The Queue block is used for transient storage of entities. Three types of queueing policies are available for a Queue block: FIFO, LIFO, and Priority.

When a request to send (or push) an entity arrives at a Queue block, the Queue block determines whether it has room to store the entity. If its buffer is full, the Queue block rejects the request to have the entity sent to it. If space is available in its buffer, the Queue block responds that it can accept the entity.

When an entity arrives at a Queue block that uses a FIFO or LIFO queueing policy, the entity is stored at the appropriate end of the buffer. For Queue blocks that use a Priority policy, the Queue block extracts the priority value from an attribute defined for the entity and uses that value to determine where to place the entity in the buffer. The Queue block then sequentially notifies each block connected to its OutEntity port to ask whether it is ready to receive an entity. The Queue block selects an entity (based on the queueing policy—FIFO, LIFO, or Priority) to send out through the OutEntity port to the first downstream block that responds affirmatively. (Entities can also be pulled out through the Queue block’s OutEntity port by a downstream block. In this case the Queue block also selects the entity to release according to the queueing policy.)

When a Queue block’s buffer is no longer full (due to an entity leaving the Queue block or the Queue block’s capacity being increased), the Queue block attempts to pull entities from upstream through the InEntity port until it is at capacity or no entities are available to pull.

If the Queue block’s reneging option is activated (by selecting the Reneging option in the properties dialog box), then after an entity enters the Queue block, the Queue block attempts to pull a numeric value from its InRenegeWait port. If the Queue block pulls a nonnegative number from the port, it schedules a time for the entity to exit the Queue block via the OutRenege port if the entity is still in the Queue block’s buffer at that time. Otherwise no time for reneging is scheduled. If there is no connection to the OutRenege port, no reneging occurs.

Any time an entity enters or exits the Queue block, the Queue block pushes the value of its buffer’s length (the number of entities being held by the Queue block) to the OutLength port. Any time an entity exits the Queue block via its OutEntity port, the Queue block pushes a value that represents how long that entity waited in the buffer to the OutWait port.

An integer value can be pushed through the InCapacity port to set the capacity for the Queue block (the size of its buffer). Valid incoming values for this port are integers in the range of 0 to 2,147,483,647. If the capacity of a Queue block is reduced dynamically during the simulation run, any excess entities are removed from the Queue block (according to the queueing policy being used) and are sent out the OutBalk port. If there are no connections to the OutBalk port, the entities are destroyed.

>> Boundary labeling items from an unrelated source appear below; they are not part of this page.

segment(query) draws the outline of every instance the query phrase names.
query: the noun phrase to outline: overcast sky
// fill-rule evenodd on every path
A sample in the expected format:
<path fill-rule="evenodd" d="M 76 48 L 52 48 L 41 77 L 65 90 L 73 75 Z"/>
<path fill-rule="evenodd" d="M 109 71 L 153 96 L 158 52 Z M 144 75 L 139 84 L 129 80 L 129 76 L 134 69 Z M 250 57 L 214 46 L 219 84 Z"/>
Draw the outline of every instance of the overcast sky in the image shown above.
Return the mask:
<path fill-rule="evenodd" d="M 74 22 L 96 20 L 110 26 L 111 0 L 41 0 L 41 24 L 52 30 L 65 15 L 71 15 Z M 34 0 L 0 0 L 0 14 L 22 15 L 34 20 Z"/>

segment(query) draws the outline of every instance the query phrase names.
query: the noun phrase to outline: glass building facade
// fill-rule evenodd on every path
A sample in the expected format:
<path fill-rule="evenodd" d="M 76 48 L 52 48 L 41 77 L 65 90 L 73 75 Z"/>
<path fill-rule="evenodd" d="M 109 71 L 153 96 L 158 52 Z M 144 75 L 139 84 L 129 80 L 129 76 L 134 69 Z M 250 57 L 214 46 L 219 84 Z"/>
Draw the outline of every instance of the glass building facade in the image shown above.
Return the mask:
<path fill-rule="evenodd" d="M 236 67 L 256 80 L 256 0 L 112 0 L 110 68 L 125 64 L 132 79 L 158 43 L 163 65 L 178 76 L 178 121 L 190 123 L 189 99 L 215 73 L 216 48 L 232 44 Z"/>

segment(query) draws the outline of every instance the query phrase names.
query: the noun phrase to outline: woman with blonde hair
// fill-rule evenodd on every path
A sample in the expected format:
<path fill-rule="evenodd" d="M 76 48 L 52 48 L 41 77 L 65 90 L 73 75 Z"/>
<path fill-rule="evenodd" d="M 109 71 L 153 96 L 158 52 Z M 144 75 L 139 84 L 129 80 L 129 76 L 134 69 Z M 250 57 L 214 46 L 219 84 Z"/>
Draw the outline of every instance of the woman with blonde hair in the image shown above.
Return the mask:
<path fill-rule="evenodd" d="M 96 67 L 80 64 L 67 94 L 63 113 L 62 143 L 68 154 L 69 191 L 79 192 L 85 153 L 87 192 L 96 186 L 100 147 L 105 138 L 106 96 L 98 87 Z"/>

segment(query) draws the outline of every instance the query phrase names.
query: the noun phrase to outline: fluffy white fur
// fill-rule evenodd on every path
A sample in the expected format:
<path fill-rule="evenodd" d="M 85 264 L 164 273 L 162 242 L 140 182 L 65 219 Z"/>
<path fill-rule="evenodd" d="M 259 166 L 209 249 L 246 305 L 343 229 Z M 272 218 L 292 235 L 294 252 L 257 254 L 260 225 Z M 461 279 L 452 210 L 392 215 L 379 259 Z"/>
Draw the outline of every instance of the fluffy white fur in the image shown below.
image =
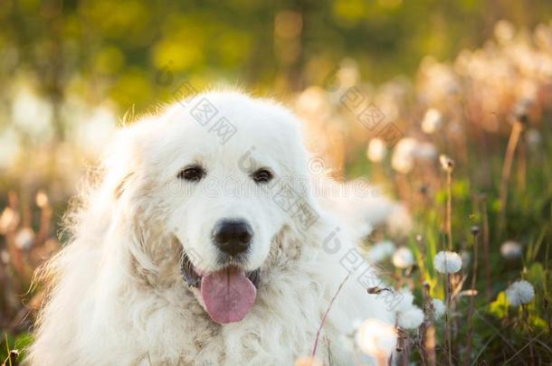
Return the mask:
<path fill-rule="evenodd" d="M 210 123 L 224 117 L 236 127 L 225 143 L 192 117 L 202 99 L 218 109 Z M 54 285 L 30 363 L 290 365 L 309 355 L 322 314 L 347 274 L 340 261 L 369 230 L 368 219 L 381 220 L 390 203 L 348 197 L 364 205 L 343 217 L 342 197 L 320 197 L 313 188 L 300 130 L 283 107 L 236 92 L 198 95 L 120 130 L 100 183 L 73 214 L 73 239 L 49 264 Z M 207 172 L 193 184 L 177 178 L 191 163 Z M 300 182 L 301 200 L 319 216 L 312 226 L 301 228 L 297 216 L 276 204 L 273 192 L 258 190 L 248 170 L 261 165 L 278 179 Z M 247 316 L 221 325 L 184 281 L 179 260 L 183 250 L 195 253 L 198 269 L 216 270 L 210 231 L 218 220 L 234 217 L 253 228 L 243 267 L 262 268 L 261 285 Z M 351 230 L 359 223 L 362 230 Z M 385 300 L 358 283 L 363 268 L 329 313 L 320 360 L 351 364 L 340 339 L 351 333 L 354 319 L 395 321 Z"/>

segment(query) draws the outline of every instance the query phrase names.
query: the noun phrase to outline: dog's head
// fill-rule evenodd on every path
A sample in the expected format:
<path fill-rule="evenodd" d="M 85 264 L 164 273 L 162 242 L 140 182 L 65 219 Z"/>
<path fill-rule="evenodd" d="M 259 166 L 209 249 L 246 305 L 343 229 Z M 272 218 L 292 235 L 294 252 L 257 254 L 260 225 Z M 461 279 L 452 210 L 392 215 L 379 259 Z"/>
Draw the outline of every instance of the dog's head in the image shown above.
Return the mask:
<path fill-rule="evenodd" d="M 127 136 L 132 168 L 115 169 L 115 194 L 137 226 L 135 257 L 162 252 L 163 242 L 150 248 L 156 237 L 175 239 L 184 280 L 211 318 L 242 320 L 275 239 L 319 217 L 299 121 L 271 101 L 210 92 Z"/>

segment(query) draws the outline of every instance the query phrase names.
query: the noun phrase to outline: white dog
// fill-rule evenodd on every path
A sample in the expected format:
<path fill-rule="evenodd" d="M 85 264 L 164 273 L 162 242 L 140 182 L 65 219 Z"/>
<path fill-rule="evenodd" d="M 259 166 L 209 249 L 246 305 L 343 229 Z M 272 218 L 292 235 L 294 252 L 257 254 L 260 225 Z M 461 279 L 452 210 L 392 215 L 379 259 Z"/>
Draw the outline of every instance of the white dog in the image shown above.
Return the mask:
<path fill-rule="evenodd" d="M 300 129 L 272 101 L 208 92 L 120 130 L 49 265 L 30 362 L 291 365 L 351 272 L 316 352 L 350 364 L 353 322 L 395 319 L 354 249 L 370 222 L 337 216 L 389 204 L 317 193 Z"/>

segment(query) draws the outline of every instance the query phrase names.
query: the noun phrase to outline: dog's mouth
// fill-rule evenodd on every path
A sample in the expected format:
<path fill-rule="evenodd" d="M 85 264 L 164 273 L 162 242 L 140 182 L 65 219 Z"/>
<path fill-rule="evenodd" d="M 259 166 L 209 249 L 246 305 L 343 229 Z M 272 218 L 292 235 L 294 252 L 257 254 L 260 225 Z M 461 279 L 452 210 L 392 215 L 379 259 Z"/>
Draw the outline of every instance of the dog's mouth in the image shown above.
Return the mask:
<path fill-rule="evenodd" d="M 200 289 L 205 310 L 216 323 L 240 322 L 247 315 L 257 297 L 260 269 L 246 272 L 237 266 L 200 275 L 186 253 L 182 276 L 191 287 Z"/>

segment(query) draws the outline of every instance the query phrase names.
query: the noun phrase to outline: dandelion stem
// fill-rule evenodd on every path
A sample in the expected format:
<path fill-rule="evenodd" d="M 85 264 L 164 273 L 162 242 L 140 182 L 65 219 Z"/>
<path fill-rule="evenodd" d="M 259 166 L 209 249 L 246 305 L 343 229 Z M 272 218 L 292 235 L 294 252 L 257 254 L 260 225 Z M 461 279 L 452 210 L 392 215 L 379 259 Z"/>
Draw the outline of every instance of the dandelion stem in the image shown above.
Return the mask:
<path fill-rule="evenodd" d="M 447 273 L 447 284 L 446 284 L 446 313 L 444 317 L 444 331 L 446 340 L 446 349 L 449 358 L 449 365 L 452 365 L 452 342 L 451 340 L 451 294 L 452 292 L 451 285 L 451 274 Z"/>
<path fill-rule="evenodd" d="M 326 318 L 328 317 L 328 314 L 329 314 L 329 310 L 331 310 L 331 307 L 332 307 L 332 305 L 334 304 L 334 301 L 336 301 L 336 298 L 338 298 L 338 295 L 339 295 L 339 292 L 341 292 L 341 288 L 343 288 L 343 286 L 348 280 L 348 278 L 351 277 L 352 273 L 353 273 L 352 271 L 349 272 L 346 276 L 346 277 L 343 279 L 343 281 L 341 281 L 341 284 L 338 287 L 338 290 L 334 294 L 334 296 L 329 301 L 329 304 L 328 305 L 328 308 L 326 309 L 326 312 L 324 313 L 324 315 L 322 316 L 322 320 L 320 322 L 320 326 L 319 327 L 319 330 L 316 333 L 316 339 L 314 341 L 314 347 L 312 348 L 312 354 L 310 355 L 312 360 L 314 360 L 314 356 L 316 355 L 316 351 L 317 351 L 317 349 L 319 347 L 319 341 L 320 339 L 320 333 L 322 332 L 322 327 L 324 326 L 324 323 L 326 323 Z"/>
<path fill-rule="evenodd" d="M 447 235 L 449 250 L 452 251 L 452 170 L 447 170 Z"/>
<path fill-rule="evenodd" d="M 485 276 L 487 277 L 487 300 L 492 298 L 492 275 L 490 273 L 490 249 L 489 247 L 489 212 L 487 211 L 487 198 L 483 196 L 483 251 L 485 253 Z"/>
<path fill-rule="evenodd" d="M 508 200 L 508 183 L 512 170 L 512 163 L 516 153 L 516 146 L 519 141 L 519 136 L 523 131 L 523 123 L 519 120 L 514 122 L 514 127 L 509 134 L 508 140 L 508 147 L 506 148 L 506 155 L 504 157 L 504 164 L 502 165 L 502 177 L 500 179 L 500 215 L 499 217 L 499 232 L 501 232 L 506 227 L 506 203 Z"/>
<path fill-rule="evenodd" d="M 475 303 L 475 282 L 477 279 L 478 265 L 478 232 L 473 231 L 473 266 L 471 273 L 471 296 L 470 297 L 470 310 L 468 311 L 468 335 L 466 336 L 466 353 L 464 365 L 469 365 L 471 358 L 471 333 L 473 333 L 473 308 Z"/>

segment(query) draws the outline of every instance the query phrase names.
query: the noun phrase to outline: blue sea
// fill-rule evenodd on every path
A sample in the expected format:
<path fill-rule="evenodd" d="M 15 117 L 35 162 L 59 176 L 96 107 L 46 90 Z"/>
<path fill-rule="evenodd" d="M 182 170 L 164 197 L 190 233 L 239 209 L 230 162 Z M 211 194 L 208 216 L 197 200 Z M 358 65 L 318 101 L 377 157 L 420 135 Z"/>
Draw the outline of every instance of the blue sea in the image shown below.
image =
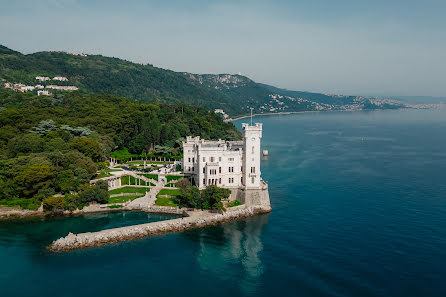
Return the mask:
<path fill-rule="evenodd" d="M 270 214 L 66 253 L 45 246 L 168 217 L 0 221 L 0 295 L 446 296 L 446 110 L 254 121 Z"/>

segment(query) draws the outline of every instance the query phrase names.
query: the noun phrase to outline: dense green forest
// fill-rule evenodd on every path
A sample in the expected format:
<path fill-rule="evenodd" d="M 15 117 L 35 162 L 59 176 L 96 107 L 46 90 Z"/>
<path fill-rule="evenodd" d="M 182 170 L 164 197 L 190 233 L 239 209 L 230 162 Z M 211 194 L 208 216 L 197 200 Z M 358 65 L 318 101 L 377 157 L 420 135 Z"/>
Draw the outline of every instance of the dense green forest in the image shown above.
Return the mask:
<path fill-rule="evenodd" d="M 0 200 L 22 199 L 33 208 L 54 193 L 79 192 L 76 199 L 85 203 L 99 199 L 101 186 L 88 182 L 112 151 L 148 153 L 158 145 L 180 153 L 186 135 L 240 139 L 233 124 L 187 104 L 0 89 Z"/>
<path fill-rule="evenodd" d="M 69 84 L 84 93 L 115 94 L 143 102 L 183 102 L 239 112 L 239 104 L 233 98 L 202 86 L 183 73 L 100 55 L 82 57 L 63 52 L 23 55 L 0 45 L 0 78 L 4 81 L 34 84 L 36 76 L 58 75 L 68 77 Z"/>

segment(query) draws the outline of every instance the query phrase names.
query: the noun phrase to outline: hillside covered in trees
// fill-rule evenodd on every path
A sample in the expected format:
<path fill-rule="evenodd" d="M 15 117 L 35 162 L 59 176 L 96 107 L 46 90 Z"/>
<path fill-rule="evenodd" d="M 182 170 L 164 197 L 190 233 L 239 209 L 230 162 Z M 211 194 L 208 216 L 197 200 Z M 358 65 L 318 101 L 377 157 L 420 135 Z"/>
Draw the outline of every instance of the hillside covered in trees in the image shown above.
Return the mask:
<path fill-rule="evenodd" d="M 233 124 L 187 104 L 0 90 L 0 201 L 22 199 L 32 208 L 54 193 L 74 191 L 88 202 L 100 197 L 88 182 L 112 151 L 140 154 L 163 146 L 179 154 L 186 135 L 240 139 Z"/>
<path fill-rule="evenodd" d="M 403 104 L 357 96 L 296 92 L 232 74 L 191 74 L 101 55 L 38 52 L 24 55 L 0 45 L 0 83 L 35 84 L 36 76 L 65 76 L 82 93 L 129 99 L 188 103 L 223 109 L 230 116 L 255 113 L 386 109 Z M 385 104 L 383 104 L 385 103 Z"/>

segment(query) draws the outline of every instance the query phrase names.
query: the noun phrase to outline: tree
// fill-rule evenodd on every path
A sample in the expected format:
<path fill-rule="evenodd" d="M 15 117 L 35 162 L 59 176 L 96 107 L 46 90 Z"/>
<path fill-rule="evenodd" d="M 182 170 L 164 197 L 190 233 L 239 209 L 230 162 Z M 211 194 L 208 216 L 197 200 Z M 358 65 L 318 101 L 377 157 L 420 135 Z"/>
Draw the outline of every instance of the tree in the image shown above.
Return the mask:
<path fill-rule="evenodd" d="M 63 211 L 65 206 L 64 197 L 47 197 L 42 201 L 43 209 L 46 211 Z"/>
<path fill-rule="evenodd" d="M 187 179 L 187 178 L 180 178 L 178 181 L 177 181 L 177 187 L 180 189 L 180 190 L 186 190 L 187 188 L 189 188 L 190 187 L 190 182 L 189 182 L 189 180 Z"/>
<path fill-rule="evenodd" d="M 99 161 L 102 156 L 101 146 L 99 143 L 88 137 L 79 137 L 74 139 L 71 142 L 70 147 L 78 150 L 85 156 L 90 157 L 93 159 L 93 161 Z"/>
<path fill-rule="evenodd" d="M 43 151 L 43 139 L 37 134 L 23 134 L 8 142 L 8 149 L 13 156 L 17 154 L 40 153 Z"/>
<path fill-rule="evenodd" d="M 62 193 L 68 193 L 75 188 L 75 178 L 72 170 L 64 170 L 56 173 L 56 177 L 54 179 L 54 187 L 56 190 Z"/>
<path fill-rule="evenodd" d="M 52 185 L 53 171 L 54 168 L 45 164 L 32 164 L 17 175 L 15 183 L 25 197 L 32 197 Z"/>

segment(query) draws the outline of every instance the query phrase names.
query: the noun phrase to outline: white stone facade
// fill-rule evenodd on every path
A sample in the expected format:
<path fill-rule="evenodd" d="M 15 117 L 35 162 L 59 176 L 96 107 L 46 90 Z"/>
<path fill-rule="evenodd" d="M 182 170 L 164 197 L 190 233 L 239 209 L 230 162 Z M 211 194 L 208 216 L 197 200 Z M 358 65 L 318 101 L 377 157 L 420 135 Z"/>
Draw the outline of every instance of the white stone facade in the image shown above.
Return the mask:
<path fill-rule="evenodd" d="M 242 124 L 243 141 L 210 141 L 188 136 L 183 142 L 183 170 L 200 189 L 261 189 L 262 124 Z"/>

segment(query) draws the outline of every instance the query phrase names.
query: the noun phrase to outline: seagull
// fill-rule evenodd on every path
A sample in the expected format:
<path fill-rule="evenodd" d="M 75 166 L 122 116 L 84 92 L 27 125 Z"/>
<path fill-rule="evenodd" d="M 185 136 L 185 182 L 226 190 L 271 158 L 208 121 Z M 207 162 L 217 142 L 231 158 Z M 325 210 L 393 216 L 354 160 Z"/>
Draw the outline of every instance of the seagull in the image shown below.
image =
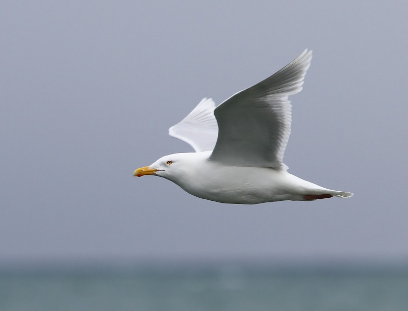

Entities in Simulation Studio are hierarchical. That is, entities can hold other entities. The term controlling entity denotes an entity that holds other entities, and the term root entity denotes an entity that is not held by another entity. Each entity held by another entity has one root entity associated with it. The root entity for any held entity is found by traversing up the entity hierarchy from the held entity.

Entities being held by a Queue block can be preempted either by input to the block’s InPreempt port or by a scheduled resource entity event. In order for a root entity that is held by a Queue block to be preempted, the OutPreempt port (or OutBalk port) must have at least one link attached to it. Similarly, for a resource entity that is held by a controlling entity that is in turn held by the Queue block to be preempted, the OutResource port (or OutBalk port) must have at least one link connected to it.

The Queue block’s InPreempt port accepts an Entity Group object as input. (An Entity Group is a collection of references to entities.) When an Entity Group object is pushed to a Queue block’s InPreempt port, the Queue block iterates through the Entity Group collection looking for matches to root entities held by the Queue block. For any matched entity, the Queue block first tries to push that entity out its OutPreempt port. If this push is not successful, the block attempts to push the entity out the OutBalk port. If this also fails, the entity continues to be held by the Queue block until either it exits out the OutEntity port or it is preempted again.

The Queue block, like all entity holding blocks, detects potential preemptive changes (such as those scheduled by a Resource Scheduler block) to resource entities it holds (either directly or indirectly through a controlling entity).

If the number of units associated with a held resource entity decreases or the state of a held resource entity becomes nonfunctional, the Queue block attempts to preempt that resource entity. If the resource entity identified for preemption is a root entity, then the Queue block follows the same protocol for pushing an entity out its OutPreempt port that the InPreempt port uses. If the resource entity is part of a controlling entity, the Queue block removes the resource entity from the controlling entity and attempts to push the associated root entity out the OutPreempt port. The Queue block then attempts to push the preempted resource entity out its OutResource port, or if that fails, out its OutBalk port. If there is a connection to the Queue block’s OutResource port and the Queue block cannot push the resource entity out either the OutResource or OutBalk port, the resource entity is disposed.

The Queue block also provides an OutHoldings port that other blocks can use to pull an Entity Group object that contains a collection of references to entities held by the Queue block.